Дверь в сени, должно быть, осталась открытой, и все, что говорилось в хате, Коняхин хорошо слышал.

— Надо бежать! — говорила хозяйка. — Забрать ребятишек и бежать.

— Ну и куда ты с ними убежишь? — насмешливо спросил мужчина.

— Все равно куда, только надо бежать. А если они еще приедут за сеном?

— Вызовусь помогать, сам полезу скидывать сено.

— Куда уж тебе! Ты и на чердак-то не влезешь.

— Да уж как-нибудь…

— Ох, Фома, неужто тебе этот танкист дороже собственных детей?

— Ничего ты, Ефимия, не понимаешь.

— Где уж мне, — обиделась хозяйка.

В хате замолчали, мужчина проковылял в сени, закрыл дверь. Долго возился в сенях, потом где-то совсем рядом Коняхин услышал его шепот:

— Эй, товарищ! Слышишь меня?

— Слышу, — так же шепотом ответил лейтенант.

— Как стемнеет, не уходи. Жди меня. А если снова приедут немцы, действуй по обстановке.

К счастью, немцы не вернулись.

Когда стемнело, Коняхин вылез из укрытия, сел недалеко от лаза и стал ждать. В доме было тихо, лишь изредка звякала посуда да плакал ребенок. Затихло и село. Во всех домах, кроме штаба, погасли огни.

Хозяин пришел во втором часу ночи. Познакомились. Звали хозяина Фомой Мироновичем. Он рассказал, почему остался здесь. От службы в армии освобожден «по чистой» — «больное сердце, язва желудка, и нога, вот видишь, волочится».

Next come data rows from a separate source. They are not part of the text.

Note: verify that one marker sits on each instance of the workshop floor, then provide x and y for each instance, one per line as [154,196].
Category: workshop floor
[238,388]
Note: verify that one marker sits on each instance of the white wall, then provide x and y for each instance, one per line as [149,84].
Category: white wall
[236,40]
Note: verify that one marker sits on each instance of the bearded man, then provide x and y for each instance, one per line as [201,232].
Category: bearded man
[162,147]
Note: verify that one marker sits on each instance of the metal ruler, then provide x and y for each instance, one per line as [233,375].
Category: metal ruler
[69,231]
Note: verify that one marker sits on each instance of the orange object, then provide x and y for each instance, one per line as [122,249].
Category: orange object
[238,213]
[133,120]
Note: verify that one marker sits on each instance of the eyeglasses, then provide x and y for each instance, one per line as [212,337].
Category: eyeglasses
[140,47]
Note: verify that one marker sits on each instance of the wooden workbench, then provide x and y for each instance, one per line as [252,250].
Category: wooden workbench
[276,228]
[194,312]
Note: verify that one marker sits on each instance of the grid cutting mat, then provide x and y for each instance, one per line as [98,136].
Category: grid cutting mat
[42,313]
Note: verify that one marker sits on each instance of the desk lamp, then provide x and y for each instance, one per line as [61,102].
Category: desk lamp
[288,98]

— О партизанах до сих пор в наших краях не слышно было. Правда, сейчас говорят, объявились они и здесь, но я с ними пока, не связан. Попробую узнать, может, тебя к ним и переправим. А пока договоримся вот о чем. Будешь через одну ночь на вторую приползать сюда и все, что нужно, забирать. Еды, сам понимаешь, семье не хватает, но что-нибудь оставим и для тебя. Ну там вода, тряпки — это само собой. Может, лекарств каких раздобуду. Все это ты найдешь в том блиндажике, где Пашку откопал. В правом углу. В хату не заходи, можешь опять на немцев нарваться. Если же что еще надо будет, оставь записку, вот бумага и карандаш. Как написать, сам соображай, чтобы в случае, если записка попадет в чужие руки, ничего не поняли.

— Спасибо, Фома Миронович.

— Да, вот еще что: документы при тебе какие есть?

— А так не верите?

— Не к тому я. Если схватят тебя ненароком, пропадешь с ними. Поэтому схорони их как следует. А лучше, если мне отдашь. Я уж спрячу так, что и в целости будут, и в сохранности. К тому же, если свяжусь с партизанами, мне могут не поверить, а твоим документам поверят. При себе их носишь?

— При себе.

— Вот и глупо.

Может, и верно — глупо, но Коняхин документы всегда носил при себе. В первые дни войны многие бойцы, попав в окружение, зарывали документы, а потом столько неприятностей у них было из-за этого. И лейтенант тоже осуждал их. Бросить оружие и документы — это он считал тяжким преступлением. И сейчас не собирался отдавать их Фоме Мироновичу. Впрочем, тот и не настаивал.

— Дело это твое личное, поступай как хочешь.

И может быть, именно потому, что тот не настаивал, доводы его показались убедительными. Особенно насчет партизан. Могут ведь и в самом деле не поверить.

Ни Фома Миронович, ни те партизаны, с которыми он свяжется, не знают лейтенанта Коняхина. И тут уж, как ни крути, документ будет играть решающую роль.

И он отдал документы. Не знал он тогда, насколько опрометчиво поступает, как дорого ему это обойдется.